"Many studies have tested the effect of dietary, informational, and environmental interventions on the eating behaviors of customers in civilian worksite and university cafeterias," says lead investigator Major Aaron Crombie, PhD, RD, Military Nutrition Division, US Army Research Institute of Environmental Medicine, Natick, MA. "However, studies to date testing such interventions in military dining facilities (DFACs) have been very limited and inconclusive. Our study aimed to address that information gap." Nearly three-quarters of military personnel eat at least one meal a day in garrison dining facilities.
The study team from the US Army Research Institute of Environmental Medicine and the Pennington Biomedical Research Center staged an intervention within five dining facilities on Fort Bragg, NC, that included the following actions consistent with 2005 Dietary Guidelines for Americans:
- Increased availability of fresh fruit
- Increased availability and variety of vegetables
- Increased availability of whole-grain foods
- Reduced availability of foods with high dietary fat and sugar
- Offering one main lean meat or vegetarian entrée at lunch and dinner with no added fat
- Placement of color-coded "Go for Green" nutritional information cards at the point of service
Over time, investigators observed that minimal changes in food service practices and menus in DFACs produced significant improvement in soldiers' nutritional intake, including decreases in fat. Customer satisfaction increased on four criteria - flavor and taste, available choices, low-fat food availability, and appropriate portion sizes. More favorable results were observed the longer the intervention lasted, indicating that the positive changes are sustainable over time.
Says Major Crombie, "The results of this study give credence to the idea that DFAC food service interventions can promote a healthy lifestyle and, in turn, optimize the health profile of warfighters.

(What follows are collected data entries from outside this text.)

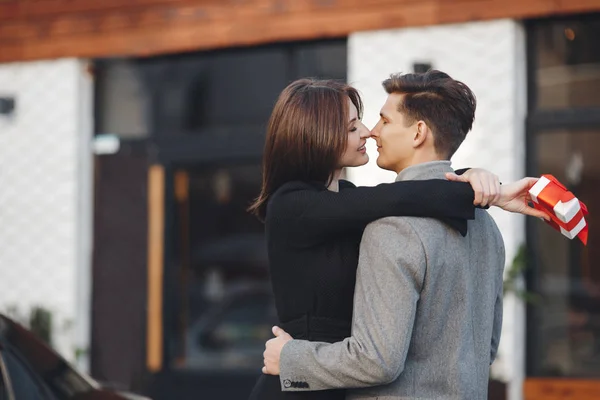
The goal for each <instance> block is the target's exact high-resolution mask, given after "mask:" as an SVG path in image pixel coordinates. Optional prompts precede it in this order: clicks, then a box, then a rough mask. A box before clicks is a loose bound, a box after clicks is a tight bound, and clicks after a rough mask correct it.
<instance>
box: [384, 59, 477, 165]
mask: <svg viewBox="0 0 600 400" xmlns="http://www.w3.org/2000/svg"><path fill="white" fill-rule="evenodd" d="M383 87H384V89H385V91H386V92H387V93H388V94H392V93H398V94H403V95H404V100H403V101H402V102H401V103H400V104H398V111H399V112H401V113H402V114H404V116H405V117H406V118H407V123H409V124H413V123H414V122H415V121H419V120H422V121H425V123H427V125H428V126H429V127H430V128H431V129H432V131H433V137H434V146H435V149H436V151H437V152H438V153H439V154H440V155H443V156H445V157H446V158H447V159H450V157H452V155H454V153H455V152H456V150H457V149H458V147H459V146H460V145H461V143H462V142H463V140H465V137H466V136H467V132H469V131H470V130H471V128H472V126H473V120H474V119H475V107H476V106H477V101H476V99H475V95H474V94H473V92H472V91H471V89H469V87H468V86H467V85H465V84H464V83H462V82H459V81H457V80H454V79H452V78H451V77H450V76H449V75H448V74H446V73H444V72H441V71H437V70H430V71H427V72H425V73H419V74H392V75H391V76H390V77H389V79H386V80H385V81H383Z"/></svg>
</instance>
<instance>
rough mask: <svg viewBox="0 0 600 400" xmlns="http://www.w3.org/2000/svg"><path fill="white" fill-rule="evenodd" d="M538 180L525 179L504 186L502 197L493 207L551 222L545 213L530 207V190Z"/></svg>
mask: <svg viewBox="0 0 600 400" xmlns="http://www.w3.org/2000/svg"><path fill="white" fill-rule="evenodd" d="M537 180H538V178H523V179H521V180H518V181H516V182H513V183H509V184H506V185H502V187H501V190H500V196H499V198H498V200H497V201H496V202H495V203H493V204H492V205H493V206H498V207H500V208H501V209H503V210H505V211H510V212H514V213H519V214H525V215H531V216H532V217H538V218H543V219H545V220H549V219H550V217H549V216H548V215H547V214H546V213H545V212H543V211H539V210H536V209H535V208H533V207H530V206H529V203H530V202H531V196H530V195H529V189H531V187H532V186H533V185H535V183H536V182H537Z"/></svg>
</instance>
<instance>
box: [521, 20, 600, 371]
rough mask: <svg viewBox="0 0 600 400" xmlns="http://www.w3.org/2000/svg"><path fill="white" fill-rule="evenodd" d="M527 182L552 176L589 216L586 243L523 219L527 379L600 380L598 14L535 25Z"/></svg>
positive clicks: (599, 166)
mask: <svg viewBox="0 0 600 400" xmlns="http://www.w3.org/2000/svg"><path fill="white" fill-rule="evenodd" d="M528 35H529V38H528V42H529V45H530V48H529V63H530V69H529V70H530V76H529V79H530V86H529V88H530V89H529V90H530V96H532V97H531V99H532V100H533V101H530V110H529V115H528V135H529V137H528V143H529V148H528V160H527V161H528V174H529V175H532V176H539V175H541V174H552V175H554V176H555V177H556V178H558V179H559V180H560V181H561V182H562V183H564V184H565V185H566V186H567V187H568V189H569V190H571V191H572V192H573V193H575V195H576V196H578V197H579V199H580V200H582V201H583V202H584V203H586V205H587V206H588V208H589V209H590V210H591V213H590V214H589V215H588V216H587V217H586V220H587V223H588V227H589V231H590V234H589V239H588V245H587V246H583V244H582V243H581V242H580V241H579V240H578V239H575V240H568V239H567V238H565V237H563V236H562V235H561V234H559V233H558V232H556V231H555V230H553V229H552V228H551V227H549V226H548V225H546V224H543V223H539V222H538V221H535V220H528V224H527V226H528V242H527V245H528V250H529V255H530V257H529V263H530V265H529V267H530V269H529V272H528V281H527V284H528V288H529V289H530V290H531V291H533V292H535V294H536V295H537V296H538V297H537V301H536V302H534V303H531V304H529V306H528V317H527V334H528V344H527V349H528V360H527V369H528V374H529V375H533V376H561V377H576V378H590V377H595V378H598V377H600V270H599V269H598V268H597V267H598V265H600V241H599V239H598V237H597V235H596V234H595V233H596V232H595V231H596V229H597V226H599V225H600V216H599V214H598V213H597V212H596V211H597V210H600V41H599V40H598V38H600V14H588V15H585V16H574V17H569V18H565V19H550V20H540V21H531V22H530V23H529V28H528Z"/></svg>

Although intakes of fruit, vegetables, and whole grains continue to be problematic, reductions in energy and fat intake may prove effective over the long term in combating the obesity problem."
While the study was performed in army dining facilities, it has implications for the entire military family, since many meals are not taken in the DFAC, but at home. Further, the study team advocates that results can be easily applied to civilian settings.